Closed pub remains community asset, judges rule

The White Lion was last used as a pub in 2013
- Published
A council was correct to designate a pub that has been shut since 2013 as a community asset, judges have ruled.
The White Lion in Crays Pond, Oxfordshire, closed in August 2013 and was bought two months later by Satwinder Sandhu, who intended to turn it into an Indian restaurant.
In December that year, Mr Sandhu applied to use it as a home instead but permission was rejected by South Oxfordshire District Council (SODC).
The authority also secured an order preventing its sole residential use and listed it as an Asset of Community Value (ACV).
An ACV is a building or a piece of land that is used to further the social wellbeing or interests of a local community, such as a shop, community centre, pub or library.

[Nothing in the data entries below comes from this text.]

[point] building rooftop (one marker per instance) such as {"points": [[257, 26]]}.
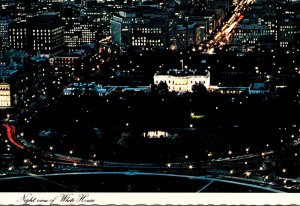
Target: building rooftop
{"points": [[184, 72]]}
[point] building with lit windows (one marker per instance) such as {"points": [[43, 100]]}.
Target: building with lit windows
{"points": [[78, 34], [47, 32], [5, 98], [140, 27], [184, 35], [183, 80], [18, 35], [151, 35], [257, 31], [43, 33], [4, 25]]}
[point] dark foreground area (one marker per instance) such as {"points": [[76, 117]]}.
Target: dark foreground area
{"points": [[123, 182]]}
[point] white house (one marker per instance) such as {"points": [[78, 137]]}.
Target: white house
{"points": [[183, 80]]}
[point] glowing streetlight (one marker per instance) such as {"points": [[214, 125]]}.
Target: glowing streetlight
{"points": [[247, 174], [247, 150]]}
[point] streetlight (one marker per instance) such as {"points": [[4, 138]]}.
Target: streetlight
{"points": [[247, 174], [247, 150], [51, 149]]}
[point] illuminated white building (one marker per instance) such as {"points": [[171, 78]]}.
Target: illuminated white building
{"points": [[183, 80], [5, 98]]}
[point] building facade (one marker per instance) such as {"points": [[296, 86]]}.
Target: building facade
{"points": [[183, 80]]}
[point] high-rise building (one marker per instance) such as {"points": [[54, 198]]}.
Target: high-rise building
{"points": [[18, 35], [140, 27], [5, 96], [46, 33], [4, 24], [43, 33], [185, 35]]}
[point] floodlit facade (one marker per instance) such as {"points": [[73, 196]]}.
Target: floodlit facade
{"points": [[5, 98], [183, 80]]}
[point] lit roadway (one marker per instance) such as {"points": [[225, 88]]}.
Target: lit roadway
{"points": [[222, 36], [220, 168]]}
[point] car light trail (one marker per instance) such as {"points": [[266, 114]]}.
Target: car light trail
{"points": [[9, 132]]}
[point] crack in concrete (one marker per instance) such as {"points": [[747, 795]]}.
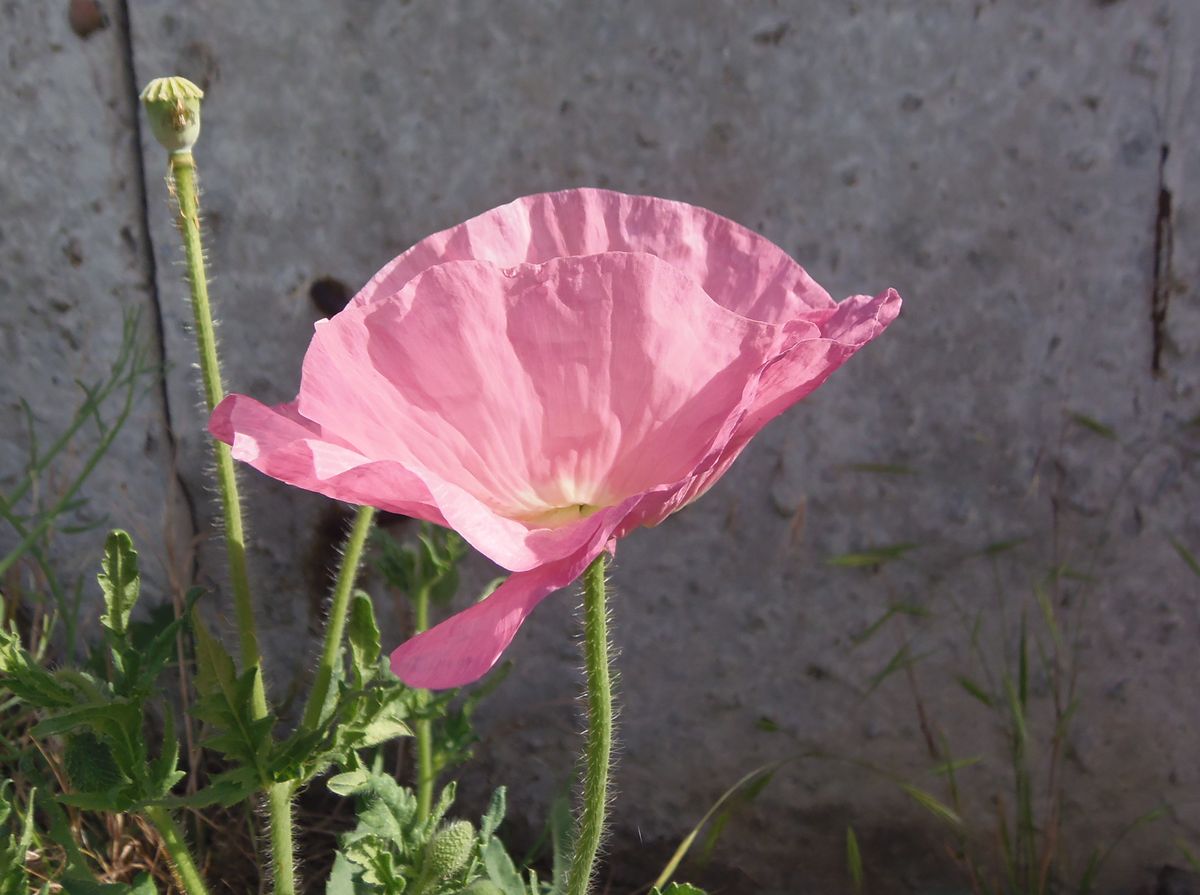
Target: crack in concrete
{"points": [[1162, 280], [150, 269]]}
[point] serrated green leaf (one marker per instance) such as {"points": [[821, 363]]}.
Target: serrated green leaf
{"points": [[501, 870], [900, 660], [975, 690], [870, 557], [348, 784], [120, 581], [853, 860], [90, 764], [341, 877], [226, 790], [364, 636], [495, 815], [931, 804], [1188, 557]]}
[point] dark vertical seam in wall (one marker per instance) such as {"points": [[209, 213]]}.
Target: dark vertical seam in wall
{"points": [[150, 270]]}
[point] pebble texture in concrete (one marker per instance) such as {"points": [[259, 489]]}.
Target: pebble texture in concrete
{"points": [[1023, 173]]}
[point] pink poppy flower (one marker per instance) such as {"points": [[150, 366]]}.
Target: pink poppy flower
{"points": [[544, 378]]}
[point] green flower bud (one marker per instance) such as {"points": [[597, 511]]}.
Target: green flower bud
{"points": [[449, 851], [173, 106]]}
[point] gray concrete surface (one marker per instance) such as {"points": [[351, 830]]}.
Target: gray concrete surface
{"points": [[1000, 163]]}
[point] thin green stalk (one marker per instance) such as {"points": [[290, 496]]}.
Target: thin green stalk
{"points": [[335, 625], [186, 874], [599, 748], [173, 108], [183, 173], [424, 727]]}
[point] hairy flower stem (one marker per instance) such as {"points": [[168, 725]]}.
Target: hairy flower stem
{"points": [[183, 178], [424, 726], [279, 796], [173, 106], [181, 863], [279, 806], [335, 625], [589, 829]]}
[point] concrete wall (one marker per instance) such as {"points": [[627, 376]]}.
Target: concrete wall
{"points": [[1007, 166]]}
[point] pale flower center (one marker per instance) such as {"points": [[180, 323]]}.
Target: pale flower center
{"points": [[558, 516]]}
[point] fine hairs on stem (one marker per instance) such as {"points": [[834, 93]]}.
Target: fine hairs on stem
{"points": [[598, 752]]}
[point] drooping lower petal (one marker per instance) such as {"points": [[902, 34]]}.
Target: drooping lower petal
{"points": [[465, 647]]}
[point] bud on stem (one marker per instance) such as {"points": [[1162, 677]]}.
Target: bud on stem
{"points": [[173, 106]]}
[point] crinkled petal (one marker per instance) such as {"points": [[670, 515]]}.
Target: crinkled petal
{"points": [[465, 647], [741, 270], [787, 379], [285, 445], [520, 396]]}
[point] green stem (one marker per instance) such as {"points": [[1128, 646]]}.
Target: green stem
{"points": [[183, 865], [183, 172], [335, 626], [599, 746], [279, 805], [424, 726], [279, 796]]}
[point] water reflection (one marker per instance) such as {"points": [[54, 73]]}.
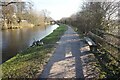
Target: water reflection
{"points": [[19, 39]]}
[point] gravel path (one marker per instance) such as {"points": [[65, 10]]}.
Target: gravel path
{"points": [[66, 61]]}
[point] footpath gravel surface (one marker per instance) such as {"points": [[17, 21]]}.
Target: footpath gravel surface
{"points": [[68, 58]]}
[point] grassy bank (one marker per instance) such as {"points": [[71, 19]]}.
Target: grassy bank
{"points": [[30, 63]]}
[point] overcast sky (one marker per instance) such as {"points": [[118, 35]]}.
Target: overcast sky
{"points": [[58, 8]]}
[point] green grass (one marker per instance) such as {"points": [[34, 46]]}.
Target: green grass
{"points": [[29, 63]]}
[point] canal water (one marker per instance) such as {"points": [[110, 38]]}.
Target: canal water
{"points": [[17, 40]]}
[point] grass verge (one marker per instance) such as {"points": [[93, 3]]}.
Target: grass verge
{"points": [[30, 63]]}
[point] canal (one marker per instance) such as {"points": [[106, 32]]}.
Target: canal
{"points": [[17, 40]]}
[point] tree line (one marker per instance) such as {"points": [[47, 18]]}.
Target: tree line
{"points": [[13, 13], [95, 15]]}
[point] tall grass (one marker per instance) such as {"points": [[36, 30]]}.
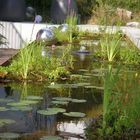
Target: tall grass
{"points": [[71, 20], [110, 45], [23, 64]]}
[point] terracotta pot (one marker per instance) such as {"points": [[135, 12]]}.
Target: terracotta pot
{"points": [[12, 10]]}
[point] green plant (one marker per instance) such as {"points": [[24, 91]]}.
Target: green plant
{"points": [[71, 20], [2, 38], [110, 45], [130, 55]]}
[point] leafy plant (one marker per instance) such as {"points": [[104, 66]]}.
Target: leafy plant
{"points": [[110, 45]]}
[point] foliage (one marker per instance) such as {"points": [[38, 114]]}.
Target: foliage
{"points": [[2, 38], [120, 110], [130, 55], [30, 64], [110, 45]]}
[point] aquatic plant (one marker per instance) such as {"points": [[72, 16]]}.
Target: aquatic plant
{"points": [[75, 114], [51, 138], [110, 45], [71, 20]]}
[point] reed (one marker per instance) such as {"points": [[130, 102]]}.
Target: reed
{"points": [[110, 45]]}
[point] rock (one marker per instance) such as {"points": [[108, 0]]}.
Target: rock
{"points": [[124, 14]]}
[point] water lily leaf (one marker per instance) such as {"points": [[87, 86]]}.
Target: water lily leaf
{"points": [[62, 98], [3, 109], [17, 104], [83, 70], [21, 108], [1, 124], [47, 112], [83, 84], [57, 109], [95, 87], [51, 138], [78, 101], [6, 121], [56, 86], [34, 97], [75, 114], [29, 102], [60, 102], [8, 135], [3, 100], [75, 76]]}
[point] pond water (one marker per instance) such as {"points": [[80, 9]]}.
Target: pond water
{"points": [[87, 89]]}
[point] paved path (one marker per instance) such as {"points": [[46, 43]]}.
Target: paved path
{"points": [[6, 55]]}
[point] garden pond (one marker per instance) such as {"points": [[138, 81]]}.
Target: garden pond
{"points": [[41, 110]]}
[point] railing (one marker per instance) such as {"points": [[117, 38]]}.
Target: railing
{"points": [[13, 37]]}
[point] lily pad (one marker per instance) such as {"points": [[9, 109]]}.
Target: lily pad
{"points": [[3, 109], [17, 104], [75, 114], [78, 101], [21, 108], [83, 84], [51, 111], [95, 87], [55, 86], [47, 112], [29, 102], [60, 102], [3, 100], [51, 138], [34, 97], [6, 121], [8, 135], [57, 109], [62, 98]]}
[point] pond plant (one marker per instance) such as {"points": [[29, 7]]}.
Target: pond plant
{"points": [[29, 64], [120, 111]]}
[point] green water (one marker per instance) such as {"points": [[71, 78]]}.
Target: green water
{"points": [[87, 84]]}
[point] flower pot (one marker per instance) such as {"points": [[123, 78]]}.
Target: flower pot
{"points": [[60, 9], [12, 10]]}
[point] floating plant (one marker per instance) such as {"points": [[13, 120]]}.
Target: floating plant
{"points": [[75, 114], [17, 104], [34, 97], [60, 102], [8, 135], [78, 101], [94, 87], [62, 98], [57, 109], [3, 109], [29, 102], [23, 103], [21, 108], [47, 112], [51, 111], [51, 138], [6, 121], [3, 100]]}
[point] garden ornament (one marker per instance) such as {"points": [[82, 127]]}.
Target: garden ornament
{"points": [[30, 12], [63, 27], [45, 34], [61, 9], [12, 10], [38, 19]]}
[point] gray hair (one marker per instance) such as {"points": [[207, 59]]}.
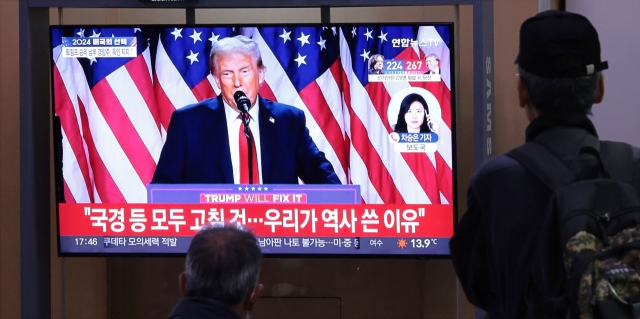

Listings last for five years and, if not renewed, an asset is removed from the register after this period of time.
Mr Sandhu appealed the council's most recent ACV listing from 2024 to the First-tier Tribunal, arguing it was unviable to use the building as a pub.
He also stated there was no "realistic prospect" of it being used by the community within five years, adding that no credible community bid had been offered for it.
But the failure to successfully appeal SODC's decision means it will be listed as an ACV until 2029.
The Crays Pond Community Group has said it was interested in bidding for the pub, despite Mr Sandhu saying he would not sell it to them.
The group said on its website that it "must consider our next steps and will seek [residents'] support in the coming months."
The judges said the aspiration of finding a new tenant or buyer who would reopen the White Lion as a pub was "realistic".